Hive 3.1.2 on Spark 2.4.8 (on YARN) with Docker

Overview
Quick Links
Quick Start
Prerequisites
Getting Started
Getting Help
Docker Image Management
Interact with Hive on Spark
- Start a shell on the Container
- Using Beeline CLI (HiveServer2)
Only Need Spark?
Web Interfaces

Overview

Quick and easy way to get Hive on Spark (on YARN) with Docker. See Apache Hive on Spark docs for more information.

NOTE: Now with Livy support.

Lots happening here, but in short this repository will build you a Docker image that allows you to run Hive with Spark as the compute engine. Spark itself uses YARN as the resource manager which we leverage from the underlying Hadoop install. See documentation on the Hive base Docker image for details on how Hadoop/YARN has been configured.

Quick Links

Quick Start

Impatient and just want Hive on Spark quickly?

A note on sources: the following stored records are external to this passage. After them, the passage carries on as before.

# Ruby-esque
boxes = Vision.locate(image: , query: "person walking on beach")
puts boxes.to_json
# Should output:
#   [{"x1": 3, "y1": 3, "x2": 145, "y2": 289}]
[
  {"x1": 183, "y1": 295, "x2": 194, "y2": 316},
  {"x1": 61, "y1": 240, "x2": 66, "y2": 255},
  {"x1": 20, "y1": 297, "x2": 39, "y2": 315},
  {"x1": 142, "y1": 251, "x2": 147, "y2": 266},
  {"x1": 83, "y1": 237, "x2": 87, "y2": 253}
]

docker run --rm -d --name hive-on-spark loum/hive-on-spark:latest

Prerequisties

Getting Started

Get the code and change into the top level git project directory:

git clone https://github.com/loum/hive-on-spark.git && cd hive-on-spark

NOTE: Run all commands from the top-level directory of the git repository.

For first-time setup, get the Makester project:

git submodule update --init

Keep Makester project up-to-date with:

make submodule-update

Setup the environment:

make init

Getting Help

There should be a make target to get most things done. Check the help for more information:

make help

Docker Image Management

Image Build

The image build compiles Spark from scratch to ensure we get the correct version without the YARN libraries. More info can be found at the Spark build page.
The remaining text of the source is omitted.